LDAP—ディレクトリサービス

目次

36.1. LDAPとNISの比較
36.2. LDAPディレクトリツリーの構造
36.3. slapd.confを使用したサーバの設定
36.4. LDAPディレクトリのデータ処理
36.5. YaSTによるLDAPサーバの設定
36.6. YaSTを使ったLDAPクライアントの設定
36.7. YaSTでのLDAPユーザおよびグループの設定
36.8. LDAPディレクトリツリーの参照
36.9. 詳細情報

概要

LDAP (Lightweight Directory Access Protocol)は、情報ディレクトリへのアクセスと管理を行うために設計されたプロトコルセットです。LDAPは、ユーザおよびグループ管理、システム構成の管理、アドレス管理など、さまざまな目的に使用できます。この章では、OpenLDAPの動作原理とYaSTを使用したLDAPデータの管理方法の基本事項について説明します。LDAPプロトコルには複数の実装方法がありますが、この章ではもっぱらOpenLDAPの実装を中心に説明します。

ネットワーク環境では、重要な情報をすぐに利用できるように整理しておくことは不可欠です。そのため、一般的に使用されているイエローページのようなディレクトリサービスを使用して、情報を整理し、すぐに検索できる形式にしておくことができます。

理想的なケースは、一元的なサーバでデータをディレクトリに保持し、特定のプロトコルを使用してそれをすべてのクライアントに配布するという形態です。データはさまざまなアプリケーションがアクセスできる方法で整理されます。この方法では、個々のカレンダツールや電子メールクライアントが独自のデータベースを持つ必要はありません。一元的なリポジトリにアクセスすればよいためです。これにより、情報管理のための負荷も大幅に軽減されます。LDAP (lightweight directory access protocol)のようなオープンで標準化されたプロトコルを使用すれば、可能な限り多くの異なるクライアントアプリケーションが、このような情報にアクセスできるようになります。

この文脈でのディレクトリとは、高速かつ効果的に読み込みと検索ができるように最適化された一種のデータベースです。

LDAPなどのディレクトリサービスの設計には、複雑な更新やクエリメカニズムのサポートは含まれません。このサーrスにアクセスするすべてのアプリケーションが、すばやく簡単にアクセスできることが主な課題です。

LDAPとNISの比較

Unix系システムの管理者は、従来から、ネットワーク内の名前の解決やデータ配信にNISサービスを使用しています。設定データは/etc内のファイルに保存され、grouphostsmailnetgroupnetworkspasswdprintcapprotocolsrpc、およびservicesの各ディレクトリは、ネットワーク内の複数のクライアントに分散されています。これらのファイルはシンプルテキストファイルのため、保守にそれほどの手間はかかりません。しかし、構造化されていないため、大量のデータを処理することがますます困難になっています。NISはUnix系プラットフォーム専用に設計されています。このため、異種ネットワークでの一元的データ管理には採用できません。

LDAPサービスはNISと異なり、純粋なUnix系ネットワークに制限されていません。Windowsサーバ(2000以降)は、LDAPをディレクトリサービスとしてサポートします。前述のアプリケーションタスクは、Unix系以外のシステムでもサポートされます。

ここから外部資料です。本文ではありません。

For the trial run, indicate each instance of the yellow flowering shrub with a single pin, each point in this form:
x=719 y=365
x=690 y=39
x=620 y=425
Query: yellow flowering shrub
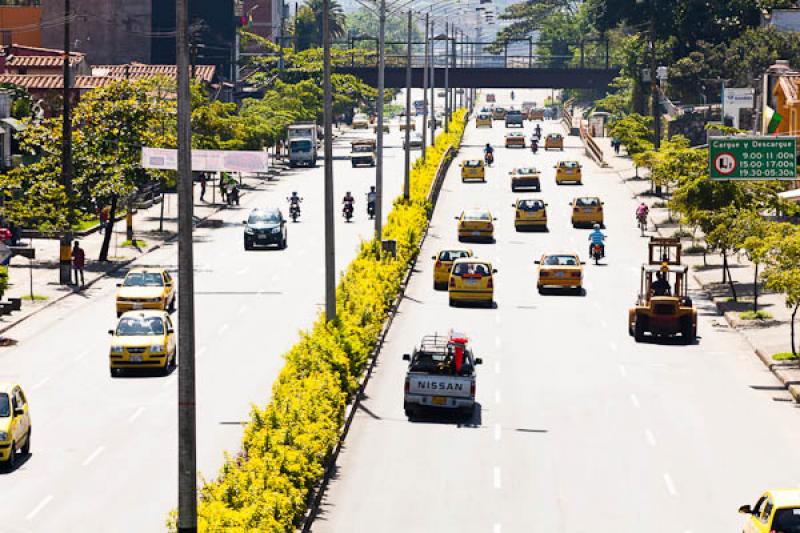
x=265 y=487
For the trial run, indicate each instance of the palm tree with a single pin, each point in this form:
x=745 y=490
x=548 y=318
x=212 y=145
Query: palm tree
x=309 y=23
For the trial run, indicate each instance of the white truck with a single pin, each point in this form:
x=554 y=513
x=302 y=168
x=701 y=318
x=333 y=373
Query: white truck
x=303 y=142
x=441 y=374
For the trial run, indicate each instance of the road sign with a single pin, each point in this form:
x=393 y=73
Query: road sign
x=752 y=158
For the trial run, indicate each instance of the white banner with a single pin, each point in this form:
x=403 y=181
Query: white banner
x=207 y=160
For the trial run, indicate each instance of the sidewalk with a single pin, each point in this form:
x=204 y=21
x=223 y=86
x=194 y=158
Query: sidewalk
x=767 y=337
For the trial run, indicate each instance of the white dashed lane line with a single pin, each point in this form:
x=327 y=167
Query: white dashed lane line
x=38 y=509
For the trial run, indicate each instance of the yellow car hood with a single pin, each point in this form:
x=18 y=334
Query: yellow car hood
x=134 y=341
x=140 y=292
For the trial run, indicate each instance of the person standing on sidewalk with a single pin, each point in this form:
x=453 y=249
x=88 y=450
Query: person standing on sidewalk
x=78 y=263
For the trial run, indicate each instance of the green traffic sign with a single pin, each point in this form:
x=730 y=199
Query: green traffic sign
x=752 y=158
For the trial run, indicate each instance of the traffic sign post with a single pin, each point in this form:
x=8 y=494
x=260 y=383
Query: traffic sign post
x=752 y=158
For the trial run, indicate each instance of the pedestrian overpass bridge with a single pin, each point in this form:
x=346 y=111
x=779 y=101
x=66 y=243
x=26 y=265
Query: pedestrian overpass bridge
x=519 y=64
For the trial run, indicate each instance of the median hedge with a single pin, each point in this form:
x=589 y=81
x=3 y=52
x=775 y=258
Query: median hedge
x=266 y=486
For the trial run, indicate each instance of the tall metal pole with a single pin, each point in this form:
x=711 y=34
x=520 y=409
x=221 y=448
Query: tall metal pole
x=379 y=164
x=433 y=82
x=407 y=173
x=327 y=119
x=425 y=91
x=187 y=430
x=446 y=78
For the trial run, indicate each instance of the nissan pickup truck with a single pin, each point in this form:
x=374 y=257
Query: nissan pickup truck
x=441 y=375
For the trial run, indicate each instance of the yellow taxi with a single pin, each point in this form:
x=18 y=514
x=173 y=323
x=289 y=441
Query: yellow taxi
x=15 y=424
x=775 y=511
x=360 y=121
x=471 y=281
x=476 y=224
x=563 y=271
x=444 y=262
x=146 y=288
x=515 y=138
x=569 y=172
x=531 y=213
x=525 y=178
x=142 y=339
x=554 y=141
x=587 y=211
x=483 y=120
x=473 y=169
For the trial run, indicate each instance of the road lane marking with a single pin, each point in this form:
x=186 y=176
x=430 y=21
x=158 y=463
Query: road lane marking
x=95 y=454
x=41 y=383
x=36 y=510
x=634 y=400
x=135 y=415
x=670 y=485
x=651 y=439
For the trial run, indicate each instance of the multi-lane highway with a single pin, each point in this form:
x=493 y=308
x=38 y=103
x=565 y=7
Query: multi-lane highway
x=104 y=454
x=578 y=428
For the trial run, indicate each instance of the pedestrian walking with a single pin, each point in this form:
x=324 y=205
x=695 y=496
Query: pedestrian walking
x=78 y=263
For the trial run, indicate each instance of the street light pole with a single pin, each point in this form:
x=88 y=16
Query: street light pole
x=187 y=428
x=379 y=164
x=407 y=170
x=327 y=118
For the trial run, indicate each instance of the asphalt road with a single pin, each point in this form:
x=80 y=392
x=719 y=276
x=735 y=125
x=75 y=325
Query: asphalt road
x=579 y=429
x=104 y=452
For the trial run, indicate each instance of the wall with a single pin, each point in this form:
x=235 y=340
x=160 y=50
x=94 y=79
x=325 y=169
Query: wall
x=22 y=17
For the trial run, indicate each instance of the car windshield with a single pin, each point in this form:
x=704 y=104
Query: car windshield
x=786 y=521
x=587 y=202
x=271 y=217
x=452 y=255
x=560 y=260
x=143 y=279
x=5 y=405
x=149 y=325
x=531 y=205
x=478 y=215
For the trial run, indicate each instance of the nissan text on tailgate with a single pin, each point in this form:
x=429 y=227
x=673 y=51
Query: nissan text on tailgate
x=441 y=375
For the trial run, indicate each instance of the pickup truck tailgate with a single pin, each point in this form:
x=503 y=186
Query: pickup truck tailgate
x=452 y=386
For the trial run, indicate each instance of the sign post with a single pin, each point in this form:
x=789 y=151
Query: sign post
x=752 y=158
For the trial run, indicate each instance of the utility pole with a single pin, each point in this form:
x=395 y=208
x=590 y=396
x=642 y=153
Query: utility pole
x=379 y=164
x=407 y=170
x=65 y=257
x=425 y=92
x=187 y=429
x=446 y=78
x=327 y=119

LDAPの原則は、一元管理が必要なあらゆるデータ構造に適用可能です。いくつかの例を次に示します。

  • NISサービスの代替としての採用

  • メールルーティング(postfix、sendmail)

  • Mozilla、Evolution、およびOutlookなどのメールクライアント用アドレス帳

  • BIND9ネームサーバのゾーン記述の管理

  • 異種ネットワークでのSambaのユーザ認証

LDAPはNISと異なり拡張できるため、これら以外にも広範な用途が考えられます。データが明確に定義された階層構造になっているため、検索が容易であり、大量データの管理が簡単になります。